Worst Practices - Not Using Primary Keys and Clustered Indexes

  • Hi all,

    So often we confuse logical requirements with those of physical design.

    I firmly believe that in logical design, every table must have a primary key. But that does not mean we are required to declare one in the physical structure.

    While the logical design must have a PK, there are any number of ways to assert it physically. Certainly the unique index resulting from a primary key declaration is the one we most commonly use, but the same thing can be accomplished with a trigger, DML discipline, and perhaps other ways.

    Case in point, consider a table limited by design to one row. Need that table have a unique index on the PK? Or consider a temp table that is a subset of another table with a PK--need we have a unique index on that? Or consider in-memory arrays: how many times do we see physical PK's implemented on tables of that sort? Seldom, I say. Instead, we rely on the devices of good programming practice to make sure the rows are uniquely addressable.

    Now think about the opposite situation: a database that has an intrisic rowid that is capable of uniquely identifying every row quite aside from any other columns. That's roughly the equivilent to the knee-jerk approach of adding an identity column to every table. (Actually, SQL Server does not assert uniqueness on identity columns, but I digress). The point is, we still need a logical key that conveys business meaning and business uniqueness on such a table. And we need that even the physical design already provides a unique key of sorts.

    So, is not having a primary key a worst practice? In logical design, absolutely. In physical design, more often than not, a primary key is a good idea--but the worst practice would be to always create one regardless of the impacts or without an understanding of why it is needed.

    I don't regard a clustered index on every table to be a best practice, much less absent mindedly making it the primary key. I've seen some compelling arguments for clustered indexes on identity columns to minimize fragmentation, reduce page splits, and otherwise benefit performance. I contend those are strictly physical considerations and have marginal bearing on what the logical primary key should be and whether that column should comprise it.

  • INMHO the confusion comes from the clustered index term in SQL Server.

    In other DBMS's for example DB2 there is no concept of a primary clustered index because the primary key definition is synonymous with the primary clustering of the data pages (at least after each Re-Org).

    As to why you would choose to define a primary key to be anything but the natural data vector with highest select frequency and highest row selectivity is beyond me.

    However if there is no Majority search condition which is far above in frequency of execution and selectivity of data than the remainder of selects; for example Where many equally orthogonal search vectors are equally weighted, then there may be no benefit to add a identity as clustering index to the data. The data rows are likely to be an different pages (for any set of search or ordering vectors) and any clustering would add a small overhead which would show no efficiency improvement due to indexing on select. Many non-clustered (the term is misleading because the index itself is still internally clustered) indexes on each of these vectors could help if the data was not specifically volatile.
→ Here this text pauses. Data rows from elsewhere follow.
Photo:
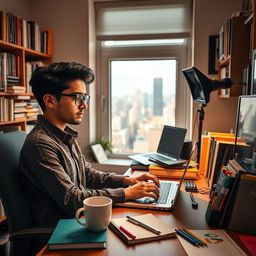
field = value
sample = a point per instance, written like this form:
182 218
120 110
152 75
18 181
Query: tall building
158 97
    The only argument for an identity as primary clustering index is where the rows insert rarely and frequently update to a situation causing the update row to force onto a different page. as only clustering index would need to change any not any of the non-clustered that reference it and not the data row.

    I don't have a feel for whether this is a good match for the OLTP access pattern.

    You almost need the uniqueness of a QUID across instances combined with the sequentiality of the identity combined with the ordering of the most selected natural key in order to optimise indexing for retrieval.

  • Hi,

    I am somehow amazed by the discussion. For me, as a database designer, using PK is a must for each and every table, no questions asked.

    You can't design a fully controlled database without having PK for all tables and without using foreign keys that define your database integrity. Foreign keys were not mentioned in the article but I am sure that Andy will speak about foreign keys in one of his next articles. As we all know, to use a FK you must have PK predefined.

    I use Visio to show and print my database structure. With no primary keys and no foreign keys one cannot express the real database design.

    David

  • Regarding clustered indices -

    I think 99.99999999999% of the time you're better off having one...

    It can help when you defragment that table.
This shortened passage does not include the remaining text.